I agree generally there are a lot of hypotheticals here, but scientists are really thinking seriously about doing this stuff. Finally, are the scientists the ones hyping Alzheimer’s cures, or the advocates? I suspect it’s the latter, not the former.

You are correct that stem cells CAN be connected to Alzheimer’s through a convoluted stream of hypotheticals, but there is no doubt that scientists abuse this link to manipulate the public. Why would they do such a thing? Quite simply, scientists are human beings with distinct self-interests and political motivations. When science is your livelihood and your research is government funded, survival requires “selling” your research to an undereducated public. Scientists sell cures because cures sell science.

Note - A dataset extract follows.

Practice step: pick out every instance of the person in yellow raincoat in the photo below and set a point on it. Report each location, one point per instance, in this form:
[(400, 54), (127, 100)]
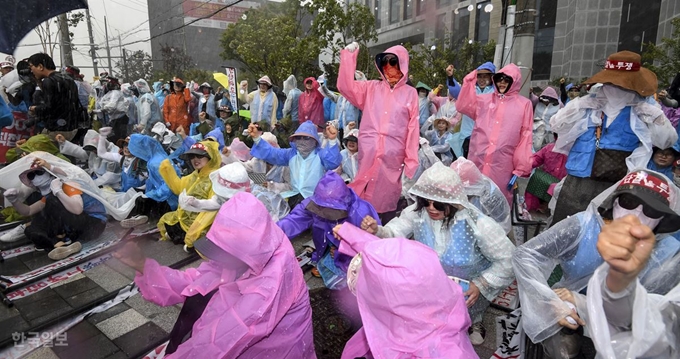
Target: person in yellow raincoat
[(204, 158)]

In my opinion, declaring these assertions over-hyped and irresponsible does not amount to “using a very selective description of what this research is really all about.” For the forseeable future, this research is ENTIRELY about learning “how to grow specialized tissues that can then be used to cure diseases.” This is indeed a PREREQUISITE for the Alzheimer’s research you describe. Alzheimer’s is a neurodegenerative disease. We need to understand what triggers formation of amyloid plaques and neurofibrillary tangles, and how they exert toxicity on neurons. The use of SCNT to create “embryonic stem cell lines with the genetic signature of Alzheimer’s” is just the beginning. These cell lines must be coaxed to develop into neurons (a specialized tissue indeed) before they can be studied as a model for Alzheimer’s. They can then complement current Alzheimer’s studies using neuronal cell lines not derived from stem cells (PC12 cells, for instance). Do you know how many technical hurdles must be cleared before these cells can exist? It certainly boggles my neurons.